Accompanied by a nurse and piloted by Captain Payne, the air ambulance nosed back to Renfrew, from where Buckley was taken by road to the Southern General Hospital, Glasgow, for specialist treatment.

The Baron Elcho is registered at Ardrossan and is owned by the Hogarth Shipping Company of Glasgow.

Islay police sergeant retires

Police Sergeant Angus McGeachy, an enthusiastic Gael, who started his career at Campbeltown with the Argyllshire Police Force, retired yesterday after 30 years’ police service in the county.

On joining the force in 1922, he was stationed at Campbeltown for a year, followed by two years at Oban and Inveraray.

He was transferred to Kilmartin, where he served for a number of years, until he was promoted to Sergeant in 1939 and transferred to Campbeltown.

Later, he was moved to Dunoon and was appointed Bar Officer at Dunoon in 1944.

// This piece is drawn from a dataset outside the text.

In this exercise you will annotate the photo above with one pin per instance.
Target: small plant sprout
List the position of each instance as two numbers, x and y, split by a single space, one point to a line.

Sergeant McGeachy is an enthusiastic angler.

He is an active member of the Dunoon branch of An Comunn Gàidhealach; he is held in high regard by his colleagues and superiors in the force as well as by the community.

It is understood that he intends to take up residence in Dunoon.

In 2012: Mari Wilson, Jane Clements and Lynn Wilson at the Gigha Music Festival.
In 2012: Mari Wilson, Jane Clements and Lynn Wilson at the Gigha Music Festival.